Una domenica vi svegliate e vi viene voglia di disegnare una natura morta. Così, tanto per. Disponete gli oggetti, quello che avete in casa, senza troppo pensare, poi cominciate. Non siete bravi, però non siete neppure incapaci, un po’ di talento c’è, forse da ragazzini eravate portati per il disegno.

Il progetto però si rivela più difficile di quello che pensavate: prove su prove, poi vi viene in mente di colorare. Un mese dopo siete ancora lì, più presi che mai. La natura morta – idea nata senza troppo riflettere – è diventata, non si sa perché, un’ossessione che non riuscite ad abbandonare. Magari un giorno finalmente lasciate perdere, ma se lo fate vi resta addosso un senso di colpa: «Non finisco mai le cose che inizio, spreco il tempo».

Nell’economia tradizionale esiste un concetto piccolo, ma utile: il costo irrecuperabile o costo sommerso. Si tratta di spese già sostenute, che non possono essere recuperate in alcun modo e che non sono rimborsabili. Una regola importante è che queste spese non devono influenzare le scelte future. Ma è molto difficile che non lo facciano, perché gli esseri umani sono “avversi alla perdita” (chissà perché questa espressione suona subito comprensibile).

Andate a vedere uno spettacolo, pagate un biglietto assai costoso, entrate, dopo pochi minuti vi rendete conto che lo spettacolo non fa per voi, ma non vi alzate perché vi spiace aver speso i soldi senza motivo. «Resto, dai, magari poi mi piace.» Se il biglietto invece vi è stato regalato, o addirittura se si tratta di uno spettacolo gratuito, sarà più facile decidere di alzarsi. Ma la regola dell’economia tradizionale dice che la vostra decisione dovrebbe essere slegata dai soldi che avete speso. Dovreste reagire al presente e costruire il futuro senza badare ai costi sommersi. Lezione di vita?

Affrontiamo un concetto diverso, la “non linearità”. Siamo abituati a pensare che lo sforzo debba essere proporzionale ai risultati. Sappiamo che non è sempre così, ma speriamo e ci aspettiamo che sia così “in linea di massima”. Se studiamo il violino prevediamo di migliorare un poco alla volta, magari non diventeremo bravi, ma comunque saremo migliori di quello che eravamo. A volte però non accade. Per mesi e mesi studiamo senza progredire.

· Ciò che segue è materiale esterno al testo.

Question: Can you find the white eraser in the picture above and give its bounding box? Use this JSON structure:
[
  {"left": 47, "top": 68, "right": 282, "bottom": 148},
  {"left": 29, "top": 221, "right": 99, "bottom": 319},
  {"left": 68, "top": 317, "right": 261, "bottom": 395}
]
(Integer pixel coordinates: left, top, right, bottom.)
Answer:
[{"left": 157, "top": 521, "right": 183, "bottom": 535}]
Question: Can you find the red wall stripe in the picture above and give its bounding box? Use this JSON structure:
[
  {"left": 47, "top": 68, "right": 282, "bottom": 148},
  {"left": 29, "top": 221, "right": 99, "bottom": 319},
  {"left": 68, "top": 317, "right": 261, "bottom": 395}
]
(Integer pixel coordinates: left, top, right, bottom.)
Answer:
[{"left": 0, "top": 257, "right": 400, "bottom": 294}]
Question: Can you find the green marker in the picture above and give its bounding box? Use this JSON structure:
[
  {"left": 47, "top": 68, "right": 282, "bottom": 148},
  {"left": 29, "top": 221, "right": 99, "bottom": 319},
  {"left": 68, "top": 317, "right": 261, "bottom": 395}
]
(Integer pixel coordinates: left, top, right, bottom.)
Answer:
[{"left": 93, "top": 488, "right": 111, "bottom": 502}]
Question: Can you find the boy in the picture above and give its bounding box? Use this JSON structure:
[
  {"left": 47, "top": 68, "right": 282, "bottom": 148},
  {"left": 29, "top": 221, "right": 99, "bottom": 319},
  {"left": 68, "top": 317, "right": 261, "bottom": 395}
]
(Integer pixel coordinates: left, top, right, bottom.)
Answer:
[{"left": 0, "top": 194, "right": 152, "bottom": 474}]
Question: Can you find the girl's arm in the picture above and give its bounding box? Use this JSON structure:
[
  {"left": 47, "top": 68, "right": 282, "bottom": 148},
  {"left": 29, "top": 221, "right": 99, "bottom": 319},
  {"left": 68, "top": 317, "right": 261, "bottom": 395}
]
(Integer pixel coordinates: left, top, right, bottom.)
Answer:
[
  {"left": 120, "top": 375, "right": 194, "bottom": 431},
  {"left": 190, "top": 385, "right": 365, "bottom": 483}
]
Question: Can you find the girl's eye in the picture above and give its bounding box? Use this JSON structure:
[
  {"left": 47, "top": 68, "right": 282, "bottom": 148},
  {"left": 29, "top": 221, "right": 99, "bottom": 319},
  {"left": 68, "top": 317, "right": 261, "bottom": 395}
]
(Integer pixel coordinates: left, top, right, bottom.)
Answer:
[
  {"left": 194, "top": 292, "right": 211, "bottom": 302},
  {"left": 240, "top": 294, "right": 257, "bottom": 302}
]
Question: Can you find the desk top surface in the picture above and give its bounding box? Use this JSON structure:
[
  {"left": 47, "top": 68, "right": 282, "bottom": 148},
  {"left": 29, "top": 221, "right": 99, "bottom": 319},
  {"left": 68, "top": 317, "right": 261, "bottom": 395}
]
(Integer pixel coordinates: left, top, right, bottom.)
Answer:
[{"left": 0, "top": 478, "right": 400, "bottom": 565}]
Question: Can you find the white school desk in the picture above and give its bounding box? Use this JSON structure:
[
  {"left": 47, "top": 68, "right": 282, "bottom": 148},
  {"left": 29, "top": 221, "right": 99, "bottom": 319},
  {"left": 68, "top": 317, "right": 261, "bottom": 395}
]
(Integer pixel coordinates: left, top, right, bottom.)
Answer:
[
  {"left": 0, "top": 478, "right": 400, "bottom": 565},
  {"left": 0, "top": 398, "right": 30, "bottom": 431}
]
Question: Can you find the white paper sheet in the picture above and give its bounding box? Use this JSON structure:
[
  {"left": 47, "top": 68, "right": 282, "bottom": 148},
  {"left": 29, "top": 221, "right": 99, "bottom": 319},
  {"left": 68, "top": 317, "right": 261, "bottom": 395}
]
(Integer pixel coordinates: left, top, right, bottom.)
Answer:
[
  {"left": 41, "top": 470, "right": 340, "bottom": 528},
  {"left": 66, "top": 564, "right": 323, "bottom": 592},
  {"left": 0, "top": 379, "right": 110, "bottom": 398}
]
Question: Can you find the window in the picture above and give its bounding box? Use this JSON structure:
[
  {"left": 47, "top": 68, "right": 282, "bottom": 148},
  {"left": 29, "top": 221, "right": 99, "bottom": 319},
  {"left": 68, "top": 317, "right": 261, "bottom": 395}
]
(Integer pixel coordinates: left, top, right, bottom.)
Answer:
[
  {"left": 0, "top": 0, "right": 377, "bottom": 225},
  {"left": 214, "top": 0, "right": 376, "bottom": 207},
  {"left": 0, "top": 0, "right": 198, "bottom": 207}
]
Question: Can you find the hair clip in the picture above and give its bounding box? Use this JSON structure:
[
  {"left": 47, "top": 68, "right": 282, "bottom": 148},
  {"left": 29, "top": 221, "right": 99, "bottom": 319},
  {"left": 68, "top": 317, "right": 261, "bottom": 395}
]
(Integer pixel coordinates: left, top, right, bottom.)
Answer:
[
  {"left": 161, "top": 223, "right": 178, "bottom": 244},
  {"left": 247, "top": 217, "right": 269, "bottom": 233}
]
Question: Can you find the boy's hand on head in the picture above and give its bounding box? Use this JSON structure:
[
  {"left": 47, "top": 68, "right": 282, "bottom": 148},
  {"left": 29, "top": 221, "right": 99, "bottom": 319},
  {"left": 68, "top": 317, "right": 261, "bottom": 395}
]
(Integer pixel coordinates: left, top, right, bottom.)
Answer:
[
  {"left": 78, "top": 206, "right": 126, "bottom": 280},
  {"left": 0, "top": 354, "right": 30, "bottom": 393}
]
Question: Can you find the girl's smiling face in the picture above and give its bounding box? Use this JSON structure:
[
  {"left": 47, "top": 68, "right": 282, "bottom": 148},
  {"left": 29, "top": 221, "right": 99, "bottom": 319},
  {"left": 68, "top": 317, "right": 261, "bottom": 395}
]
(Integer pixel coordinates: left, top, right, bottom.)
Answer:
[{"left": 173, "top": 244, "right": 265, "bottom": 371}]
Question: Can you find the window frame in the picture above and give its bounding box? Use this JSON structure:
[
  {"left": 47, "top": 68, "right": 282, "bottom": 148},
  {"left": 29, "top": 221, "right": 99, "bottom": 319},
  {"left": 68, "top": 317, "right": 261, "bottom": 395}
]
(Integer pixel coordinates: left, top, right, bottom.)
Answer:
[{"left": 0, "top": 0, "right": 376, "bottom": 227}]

La testa è vuota, ci sentiamo come l’anima di Edgar Allan Poe, «vuota, senza limiti, senza confini, dominata dall’indefinito e dall’indeterminato; dove echeggiano senza suono gli incubi, le fantasie, le fantasticherie, le malinconie, le ossessioni, l’energia vitale senza sbocchi» (Pietro Citati). Decidiamo dunque di mollare, abbiamo perso tempo, e pazienza, quel tempo è un costo sommerso. Giusto? Chissà.

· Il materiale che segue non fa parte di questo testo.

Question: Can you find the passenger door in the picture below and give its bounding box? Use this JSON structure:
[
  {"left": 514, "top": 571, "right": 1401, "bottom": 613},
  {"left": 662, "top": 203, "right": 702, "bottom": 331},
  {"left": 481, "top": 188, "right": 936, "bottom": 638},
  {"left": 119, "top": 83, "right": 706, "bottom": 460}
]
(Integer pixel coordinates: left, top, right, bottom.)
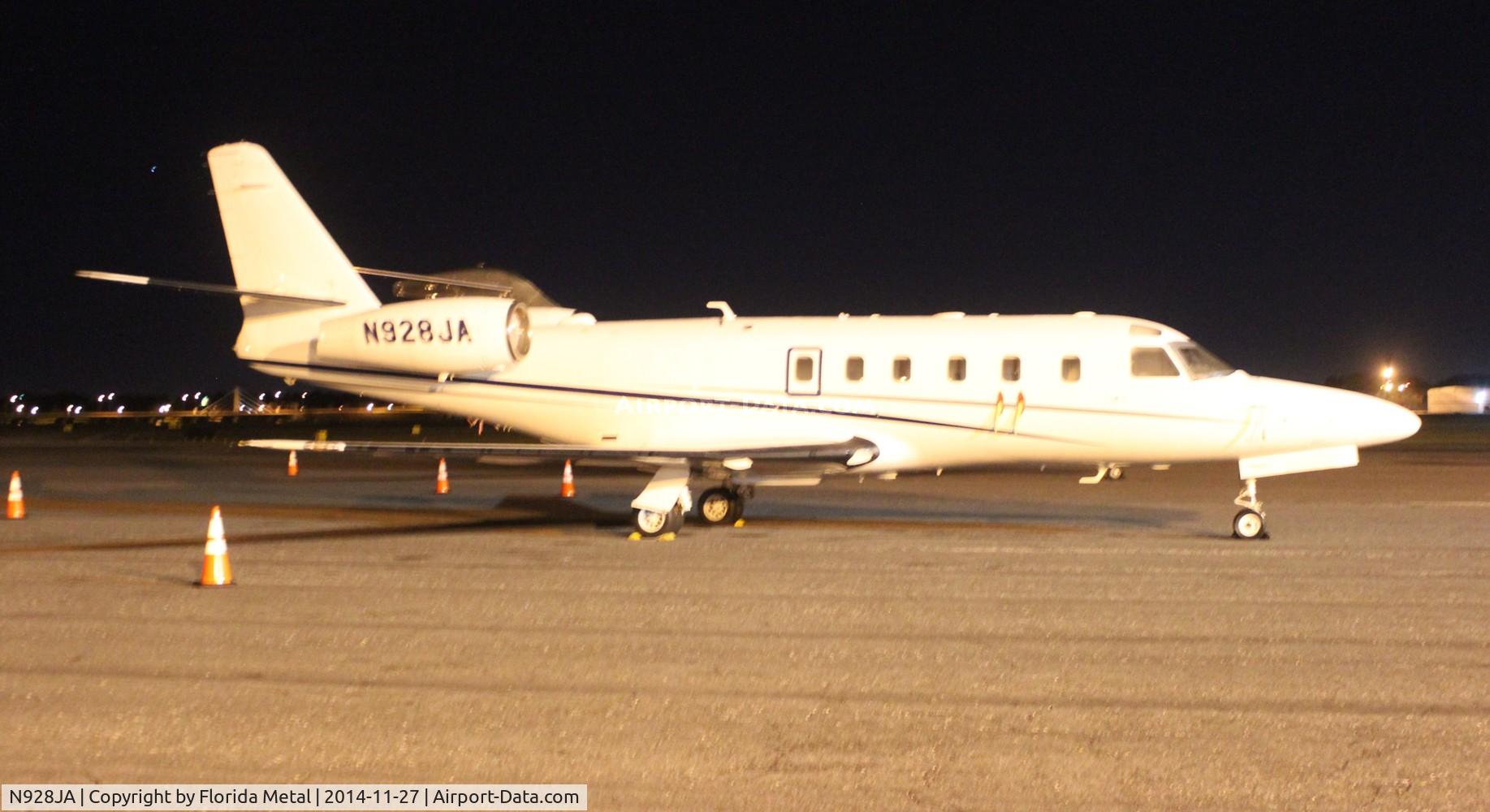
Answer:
[{"left": 787, "top": 348, "right": 823, "bottom": 395}]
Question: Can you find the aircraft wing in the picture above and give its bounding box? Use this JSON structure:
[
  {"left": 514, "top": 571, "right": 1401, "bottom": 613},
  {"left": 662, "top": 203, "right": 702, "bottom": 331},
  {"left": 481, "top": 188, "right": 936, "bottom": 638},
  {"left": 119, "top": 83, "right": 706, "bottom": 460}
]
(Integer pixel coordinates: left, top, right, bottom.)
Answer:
[{"left": 239, "top": 437, "right": 879, "bottom": 469}]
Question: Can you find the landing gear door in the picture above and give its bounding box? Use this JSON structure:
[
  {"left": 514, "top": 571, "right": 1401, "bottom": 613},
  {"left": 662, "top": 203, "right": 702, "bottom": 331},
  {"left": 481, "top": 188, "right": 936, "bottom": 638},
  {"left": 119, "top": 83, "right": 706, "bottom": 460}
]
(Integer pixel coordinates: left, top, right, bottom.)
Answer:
[{"left": 787, "top": 348, "right": 823, "bottom": 395}]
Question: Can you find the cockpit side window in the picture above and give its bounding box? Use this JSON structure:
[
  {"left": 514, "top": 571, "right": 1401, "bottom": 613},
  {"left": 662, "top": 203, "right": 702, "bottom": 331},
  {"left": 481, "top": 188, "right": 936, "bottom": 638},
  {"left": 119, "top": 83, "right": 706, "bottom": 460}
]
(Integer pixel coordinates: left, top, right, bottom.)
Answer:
[
  {"left": 1133, "top": 348, "right": 1180, "bottom": 378},
  {"left": 1169, "top": 343, "right": 1237, "bottom": 380}
]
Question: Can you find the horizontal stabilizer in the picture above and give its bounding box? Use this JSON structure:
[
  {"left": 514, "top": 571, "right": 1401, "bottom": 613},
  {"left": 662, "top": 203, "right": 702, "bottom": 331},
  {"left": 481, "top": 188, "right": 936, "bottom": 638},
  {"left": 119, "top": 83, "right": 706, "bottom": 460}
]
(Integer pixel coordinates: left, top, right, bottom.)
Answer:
[
  {"left": 76, "top": 271, "right": 346, "bottom": 307},
  {"left": 352, "top": 266, "right": 512, "bottom": 296}
]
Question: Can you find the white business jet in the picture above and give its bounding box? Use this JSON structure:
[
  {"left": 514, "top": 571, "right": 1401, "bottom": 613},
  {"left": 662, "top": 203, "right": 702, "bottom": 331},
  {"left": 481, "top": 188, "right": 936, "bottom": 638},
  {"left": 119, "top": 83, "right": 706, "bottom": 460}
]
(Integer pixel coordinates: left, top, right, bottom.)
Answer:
[{"left": 79, "top": 143, "right": 1420, "bottom": 538}]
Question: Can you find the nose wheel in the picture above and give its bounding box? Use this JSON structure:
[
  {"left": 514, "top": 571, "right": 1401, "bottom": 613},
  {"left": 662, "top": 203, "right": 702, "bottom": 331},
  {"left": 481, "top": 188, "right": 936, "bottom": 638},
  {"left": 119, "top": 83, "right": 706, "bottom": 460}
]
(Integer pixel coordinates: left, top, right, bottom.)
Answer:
[
  {"left": 632, "top": 505, "right": 682, "bottom": 538},
  {"left": 1231, "top": 480, "right": 1268, "bottom": 539}
]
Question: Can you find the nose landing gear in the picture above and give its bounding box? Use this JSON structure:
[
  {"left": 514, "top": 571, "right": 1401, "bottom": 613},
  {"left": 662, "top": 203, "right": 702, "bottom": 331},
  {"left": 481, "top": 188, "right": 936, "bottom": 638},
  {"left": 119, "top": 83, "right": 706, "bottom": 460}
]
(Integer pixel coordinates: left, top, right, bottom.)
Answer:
[{"left": 1231, "top": 480, "right": 1268, "bottom": 539}]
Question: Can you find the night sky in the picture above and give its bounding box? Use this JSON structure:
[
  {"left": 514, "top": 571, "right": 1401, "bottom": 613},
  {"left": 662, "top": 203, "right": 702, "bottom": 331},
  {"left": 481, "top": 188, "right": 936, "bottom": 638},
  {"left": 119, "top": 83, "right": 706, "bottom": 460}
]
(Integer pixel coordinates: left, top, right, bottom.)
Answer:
[{"left": 0, "top": 3, "right": 1490, "bottom": 392}]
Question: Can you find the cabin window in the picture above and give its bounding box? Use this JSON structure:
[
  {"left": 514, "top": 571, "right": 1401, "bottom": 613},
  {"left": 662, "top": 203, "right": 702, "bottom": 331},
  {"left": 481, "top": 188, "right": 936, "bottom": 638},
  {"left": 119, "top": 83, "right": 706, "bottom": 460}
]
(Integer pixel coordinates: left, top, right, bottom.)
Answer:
[{"left": 1133, "top": 348, "right": 1180, "bottom": 378}]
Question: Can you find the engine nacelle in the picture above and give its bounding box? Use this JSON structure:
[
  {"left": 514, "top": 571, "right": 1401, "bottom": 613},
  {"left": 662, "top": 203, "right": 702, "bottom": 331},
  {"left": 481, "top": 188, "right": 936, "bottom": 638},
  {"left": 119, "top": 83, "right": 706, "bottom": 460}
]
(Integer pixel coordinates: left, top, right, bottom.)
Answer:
[{"left": 316, "top": 296, "right": 532, "bottom": 375}]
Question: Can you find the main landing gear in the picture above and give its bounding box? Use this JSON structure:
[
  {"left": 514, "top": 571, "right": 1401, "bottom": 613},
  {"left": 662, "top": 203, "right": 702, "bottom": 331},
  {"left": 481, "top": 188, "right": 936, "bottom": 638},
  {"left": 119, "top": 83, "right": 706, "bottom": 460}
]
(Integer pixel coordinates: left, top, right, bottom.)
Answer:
[
  {"left": 697, "top": 486, "right": 749, "bottom": 526},
  {"left": 1231, "top": 480, "right": 1268, "bottom": 539},
  {"left": 632, "top": 484, "right": 753, "bottom": 538}
]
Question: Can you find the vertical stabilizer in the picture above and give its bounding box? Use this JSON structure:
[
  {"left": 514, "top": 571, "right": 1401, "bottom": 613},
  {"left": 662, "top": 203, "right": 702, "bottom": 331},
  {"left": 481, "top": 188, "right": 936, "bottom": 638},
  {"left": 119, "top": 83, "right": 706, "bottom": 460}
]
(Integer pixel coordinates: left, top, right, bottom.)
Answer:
[{"left": 207, "top": 141, "right": 382, "bottom": 361}]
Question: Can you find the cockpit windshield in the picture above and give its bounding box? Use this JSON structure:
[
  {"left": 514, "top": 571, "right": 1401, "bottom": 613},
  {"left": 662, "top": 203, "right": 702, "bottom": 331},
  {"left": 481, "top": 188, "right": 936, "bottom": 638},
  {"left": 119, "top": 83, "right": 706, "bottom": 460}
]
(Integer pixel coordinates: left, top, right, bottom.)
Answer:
[{"left": 1169, "top": 343, "right": 1237, "bottom": 380}]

A volte accade il miracolo: decidiamo di continuare un giorno in più. Uno solo! E quel giorno succede qualcosa di straordinario. Ci sblocchiamo, capiamo qualcosa di essenziale e finalmente suoniamo il violino meglio di prima. Non è un miracolo, però. È solo che la realtà tende a essere non lineare più spesso di quanto siamo in grado di capire.